Esta disposição deixa claro que a simples diferença quanto ao valor dos bens permutados não é suficiente para tratar a operação como gratuita, gerando a incidência do imposto, como pretendido pelo Sefaz.

 Essa ofensiva fiscal não é inédita. Ela parece ter inspiração na longa batalha travada pelos contribuintes contra os municípios a respeito da base de cálculo do ITBI, o imposto municipal sobre transmissão onerosa de propriedade imóvel.

 Nessa discussão, os Fiscos municipais tentam impor seus “valores de referência” como parâmetro para a cobrança do ITBI, muitas vezes em detrimento do valor real da transação. A controvérsia foi definitivamente pacificada pelo Superior Tribunal de Justiça (STJ) no julgamento do Tema Repetitivo 1.113 (REsp 1.937.821/SP), cuja decisão foi posteriormente chancelada pelo Supremo Tribunal Federal (STF).

 O precedente é paradigmático. O STJ não apenas definiu que a base de cálculo do ITBI é o valor da transação, mas também consagrou a presunção de boa-fé do contribuinte, afirmando que o valor declarado só pode ser afastado pelo Fisco mediante a instauração de processo administrativo próprio de arbitramento (art. 148 do CTN). A Corte vedou, de forma expressa, a adoção de valores de referência unilaterais.

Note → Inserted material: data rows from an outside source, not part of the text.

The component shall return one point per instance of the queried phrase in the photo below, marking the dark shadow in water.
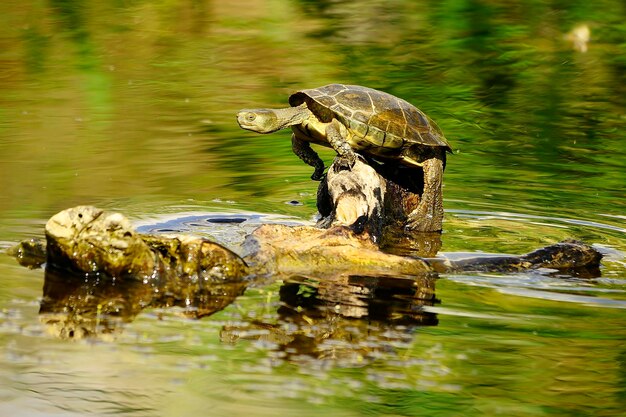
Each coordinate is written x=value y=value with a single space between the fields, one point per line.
x=349 y=320
x=76 y=306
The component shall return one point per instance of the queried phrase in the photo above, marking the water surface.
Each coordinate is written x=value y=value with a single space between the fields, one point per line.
x=130 y=105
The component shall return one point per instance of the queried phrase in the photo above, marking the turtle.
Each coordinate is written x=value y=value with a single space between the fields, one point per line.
x=353 y=119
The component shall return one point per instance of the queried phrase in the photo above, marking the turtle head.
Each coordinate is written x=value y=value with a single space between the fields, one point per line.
x=259 y=120
x=271 y=120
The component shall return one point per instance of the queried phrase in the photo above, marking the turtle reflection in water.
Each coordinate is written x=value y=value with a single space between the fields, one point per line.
x=352 y=119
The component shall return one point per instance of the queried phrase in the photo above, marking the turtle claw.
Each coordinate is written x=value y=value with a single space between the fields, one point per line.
x=318 y=174
x=344 y=163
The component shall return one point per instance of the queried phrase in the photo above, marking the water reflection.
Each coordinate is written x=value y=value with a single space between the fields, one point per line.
x=94 y=305
x=348 y=320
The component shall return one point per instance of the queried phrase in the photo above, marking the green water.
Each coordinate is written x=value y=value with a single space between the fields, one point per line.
x=130 y=105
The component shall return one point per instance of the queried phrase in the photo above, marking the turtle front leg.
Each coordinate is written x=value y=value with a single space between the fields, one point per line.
x=309 y=156
x=428 y=215
x=347 y=156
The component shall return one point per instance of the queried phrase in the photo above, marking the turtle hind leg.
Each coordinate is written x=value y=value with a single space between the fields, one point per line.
x=428 y=215
x=309 y=156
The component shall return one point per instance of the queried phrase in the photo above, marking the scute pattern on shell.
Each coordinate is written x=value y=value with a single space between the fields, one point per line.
x=378 y=117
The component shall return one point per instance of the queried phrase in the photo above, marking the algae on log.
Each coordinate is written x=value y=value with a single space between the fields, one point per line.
x=87 y=239
x=373 y=196
x=304 y=250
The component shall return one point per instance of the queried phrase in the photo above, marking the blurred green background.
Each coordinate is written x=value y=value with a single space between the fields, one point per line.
x=130 y=105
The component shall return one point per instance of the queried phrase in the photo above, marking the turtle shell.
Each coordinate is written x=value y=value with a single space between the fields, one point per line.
x=375 y=116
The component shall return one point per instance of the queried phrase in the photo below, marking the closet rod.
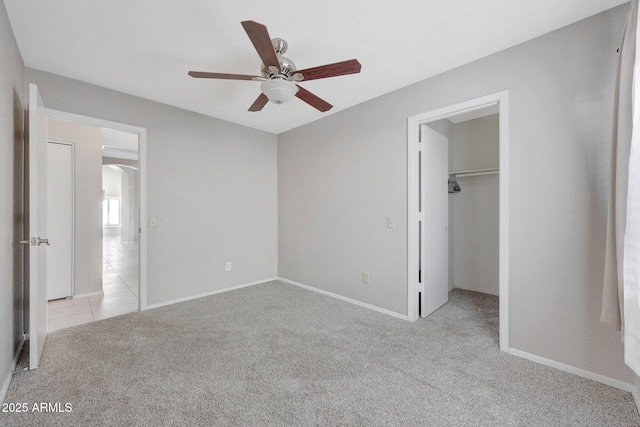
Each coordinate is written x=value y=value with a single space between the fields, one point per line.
x=475 y=172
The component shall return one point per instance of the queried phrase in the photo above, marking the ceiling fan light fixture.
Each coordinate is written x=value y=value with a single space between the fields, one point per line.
x=278 y=90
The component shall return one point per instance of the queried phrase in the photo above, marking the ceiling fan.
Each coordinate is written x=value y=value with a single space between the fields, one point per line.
x=279 y=75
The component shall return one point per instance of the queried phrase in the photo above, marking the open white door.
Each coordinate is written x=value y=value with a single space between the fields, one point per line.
x=37 y=225
x=434 y=206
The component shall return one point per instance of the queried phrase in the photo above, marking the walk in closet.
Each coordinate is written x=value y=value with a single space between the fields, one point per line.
x=473 y=200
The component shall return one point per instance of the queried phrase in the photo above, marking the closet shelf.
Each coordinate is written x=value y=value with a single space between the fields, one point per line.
x=475 y=172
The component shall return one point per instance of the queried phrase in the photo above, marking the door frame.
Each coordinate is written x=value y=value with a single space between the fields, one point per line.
x=142 y=177
x=413 y=134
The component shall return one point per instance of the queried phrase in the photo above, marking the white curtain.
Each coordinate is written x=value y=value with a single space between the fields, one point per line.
x=631 y=260
x=621 y=287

 A gravidade da nova interpretação da Sefaz-SP está no aumento do alcance de sua pretensão. Enquanto na discussão sobre o ITBI a Fazenda limitava-se a tentar ampliar a base de cálculo do imposto incidente nas transmissões onerosas, agora a iniciativa vai além.

A proposta é redefinir a própria natureza jurídica do contrato, de modo a fabricar, de forma artificial, a ocorrência do fato gerador de um tributo diverso — transformando uma operação onerosa em um ato de liberalidade, que poderia ser enquadrado como sujeito à incidência do ITCMD.

 Esse entendimento, se mantido, pode abrir espaço para que o Fisco estadual questione diversas operações patrimoniais — de reorganizações societárias a negócios comerciais complexos — sempre que identificar discrepância entre valores de referência e os efetivamente praticados pelas partes.

 Beatriz Bueno de Moraes Gomes de Sá é consultora da Levy & Salomão Advogados. Felipe Kneipp Salomon é sócio no mesmo escritório.